# Mid Month Ride in RIVERSIDE Sunday November 16th



## Robertriley (Nov 4, 2014)

Sunday, November 16 at 11:00am.

Taco Station 4088 Mission Inn Ave Riverside, CA 92501 


Meet at Taco Station for coffee and chat at 10am. Rolling out at 11am and hitting the Riverside Plaza for lunch around 12:30. There's everything from Mexican, Greek, Chinese and American food to eat and plenty of seating.
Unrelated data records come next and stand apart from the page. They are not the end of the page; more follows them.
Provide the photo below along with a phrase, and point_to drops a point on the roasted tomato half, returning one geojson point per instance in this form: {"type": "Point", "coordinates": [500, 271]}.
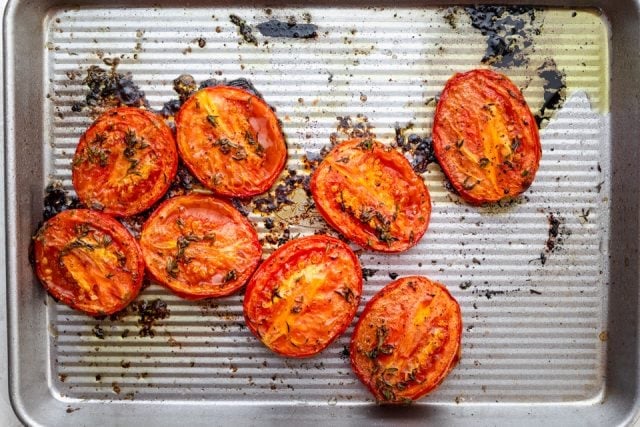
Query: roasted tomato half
{"type": "Point", "coordinates": [199, 246]}
{"type": "Point", "coordinates": [89, 261]}
{"type": "Point", "coordinates": [485, 137]}
{"type": "Point", "coordinates": [304, 295]}
{"type": "Point", "coordinates": [406, 340]}
{"type": "Point", "coordinates": [370, 194]}
{"type": "Point", "coordinates": [124, 162]}
{"type": "Point", "coordinates": [231, 141]}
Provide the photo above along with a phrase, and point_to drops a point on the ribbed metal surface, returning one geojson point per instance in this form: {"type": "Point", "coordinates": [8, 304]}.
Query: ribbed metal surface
{"type": "Point", "coordinates": [533, 332]}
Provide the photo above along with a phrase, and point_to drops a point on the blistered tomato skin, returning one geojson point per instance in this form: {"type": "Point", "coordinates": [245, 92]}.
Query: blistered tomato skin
{"type": "Point", "coordinates": [407, 340]}
{"type": "Point", "coordinates": [89, 261]}
{"type": "Point", "coordinates": [124, 162]}
{"type": "Point", "coordinates": [485, 137]}
{"type": "Point", "coordinates": [372, 196]}
{"type": "Point", "coordinates": [199, 246]}
{"type": "Point", "coordinates": [304, 295]}
{"type": "Point", "coordinates": [231, 141]}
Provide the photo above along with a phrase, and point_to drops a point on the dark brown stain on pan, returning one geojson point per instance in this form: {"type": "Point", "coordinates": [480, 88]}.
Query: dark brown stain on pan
{"type": "Point", "coordinates": [56, 200]}
{"type": "Point", "coordinates": [417, 149]}
{"type": "Point", "coordinates": [244, 29]}
{"type": "Point", "coordinates": [509, 31]}
{"type": "Point", "coordinates": [555, 90]}
{"type": "Point", "coordinates": [289, 29]}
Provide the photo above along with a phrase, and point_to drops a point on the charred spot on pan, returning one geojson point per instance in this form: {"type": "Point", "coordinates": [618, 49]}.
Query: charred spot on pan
{"type": "Point", "coordinates": [98, 332]}
{"type": "Point", "coordinates": [418, 150]}
{"type": "Point", "coordinates": [57, 199]}
{"type": "Point", "coordinates": [240, 206]}
{"type": "Point", "coordinates": [184, 85]}
{"type": "Point", "coordinates": [557, 233]}
{"type": "Point", "coordinates": [289, 29]}
{"type": "Point", "coordinates": [488, 293]}
{"type": "Point", "coordinates": [149, 313]}
{"type": "Point", "coordinates": [280, 196]}
{"type": "Point", "coordinates": [368, 273]}
{"type": "Point", "coordinates": [244, 29]}
{"type": "Point", "coordinates": [451, 17]}
{"type": "Point", "coordinates": [555, 90]}
{"type": "Point", "coordinates": [509, 31]}
{"type": "Point", "coordinates": [345, 354]}
{"type": "Point", "coordinates": [354, 128]}
{"type": "Point", "coordinates": [465, 285]}
{"type": "Point", "coordinates": [108, 89]}
{"type": "Point", "coordinates": [241, 83]}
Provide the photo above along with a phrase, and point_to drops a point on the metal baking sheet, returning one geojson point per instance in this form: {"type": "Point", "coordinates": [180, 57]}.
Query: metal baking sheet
{"type": "Point", "coordinates": [533, 277]}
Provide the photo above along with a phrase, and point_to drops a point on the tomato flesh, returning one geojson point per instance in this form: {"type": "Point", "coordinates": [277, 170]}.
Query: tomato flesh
{"type": "Point", "coordinates": [485, 137]}
{"type": "Point", "coordinates": [231, 141]}
{"type": "Point", "coordinates": [89, 261]}
{"type": "Point", "coordinates": [407, 340]}
{"type": "Point", "coordinates": [370, 194]}
{"type": "Point", "coordinates": [304, 295]}
{"type": "Point", "coordinates": [199, 246]}
{"type": "Point", "coordinates": [124, 162]}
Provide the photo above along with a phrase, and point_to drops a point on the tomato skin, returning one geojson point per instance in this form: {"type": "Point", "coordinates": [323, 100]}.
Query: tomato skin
{"type": "Point", "coordinates": [231, 141]}
{"type": "Point", "coordinates": [88, 261]}
{"type": "Point", "coordinates": [485, 137]}
{"type": "Point", "coordinates": [407, 340]}
{"type": "Point", "coordinates": [371, 195]}
{"type": "Point", "coordinates": [199, 247]}
{"type": "Point", "coordinates": [124, 162]}
{"type": "Point", "coordinates": [304, 295]}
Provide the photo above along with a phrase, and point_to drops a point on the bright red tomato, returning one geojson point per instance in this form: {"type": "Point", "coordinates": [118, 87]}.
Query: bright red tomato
{"type": "Point", "coordinates": [124, 162]}
{"type": "Point", "coordinates": [89, 261]}
{"type": "Point", "coordinates": [304, 295]}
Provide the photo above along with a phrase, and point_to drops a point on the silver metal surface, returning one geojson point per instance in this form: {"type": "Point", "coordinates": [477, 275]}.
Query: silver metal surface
{"type": "Point", "coordinates": [538, 339]}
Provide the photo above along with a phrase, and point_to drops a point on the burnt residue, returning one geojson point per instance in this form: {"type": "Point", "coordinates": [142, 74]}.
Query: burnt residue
{"type": "Point", "coordinates": [280, 195]}
{"type": "Point", "coordinates": [98, 332]}
{"type": "Point", "coordinates": [183, 183]}
{"type": "Point", "coordinates": [244, 29]}
{"type": "Point", "coordinates": [149, 313]}
{"type": "Point", "coordinates": [554, 229]}
{"type": "Point", "coordinates": [346, 128]}
{"type": "Point", "coordinates": [240, 206]}
{"type": "Point", "coordinates": [353, 128]}
{"type": "Point", "coordinates": [185, 86]}
{"type": "Point", "coordinates": [509, 31]}
{"type": "Point", "coordinates": [109, 88]}
{"type": "Point", "coordinates": [555, 90]}
{"type": "Point", "coordinates": [170, 108]}
{"type": "Point", "coordinates": [417, 149]}
{"type": "Point", "coordinates": [465, 285]}
{"type": "Point", "coordinates": [368, 273]}
{"type": "Point", "coordinates": [57, 199]}
{"type": "Point", "coordinates": [556, 235]}
{"type": "Point", "coordinates": [488, 293]}
{"type": "Point", "coordinates": [289, 29]}
{"type": "Point", "coordinates": [345, 354]}
{"type": "Point", "coordinates": [241, 83]}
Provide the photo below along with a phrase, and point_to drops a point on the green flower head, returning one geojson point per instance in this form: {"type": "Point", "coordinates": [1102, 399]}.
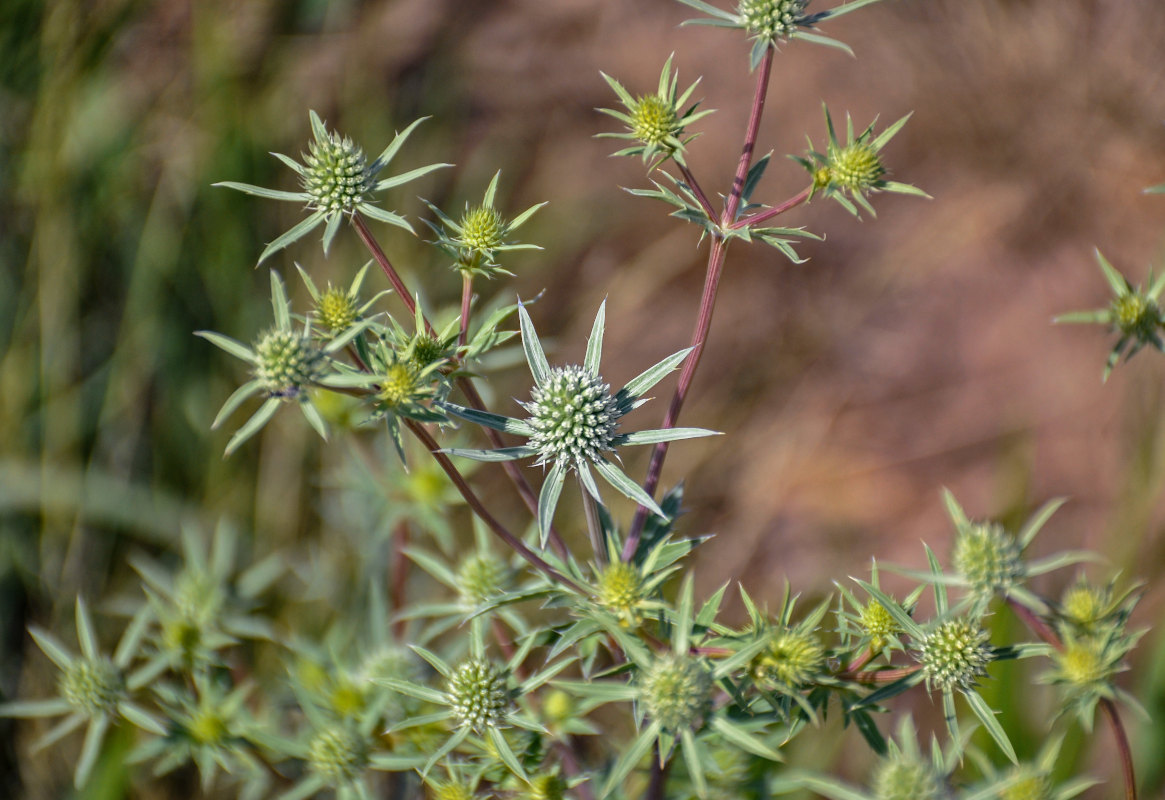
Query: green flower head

We are going to try to add in Fairmont Park and Rubidioux Mtn for a more scenic ride with some good photo opportunities.
https://www.facebook.com/events/897870553558478/


----------



## antiquecycles (Nov 6, 2014)

*Can I go?*

1. Is everyone invited or is this for selected individuals only?

2.Does it matter what kind of bicycle I ride?

3. If I get there early will you have time to inspect my bicycle for road-worthiness?

4. If I get to the restaurant and need a little help with paying for my lunch will you be there to support me?

5. If I break down along the route will you leave a fallin brotha or will you come to my aid?


Please answer each of these questions so we can all make a decision on riding with the Prewar Riverside Riders gang.

-Ugly


----------



## Robertriley (Nov 9, 2014)

*Map for the ride*

Here's the mapped ride.   Lets try to stay together and there will be two little but steep hills and we will regroup after each hill.  Thanks and have fun.




http://www.mapmyride.com/routes/view/add_to_website/578545580#


----------



## Robertriley (Nov 9, 2014)

*Better link*

http://www.mapmyride.com/routes/view/578545580#


----------



## Joe Buffardi (Nov 9, 2014)

*Ride*

right on!


----------



## Robertriley (Nov 13, 2014)

*It's going to be a nice day this Sunday!*

65 degrees at 11am and topping off at 75 after lunch.  Come join us!


----------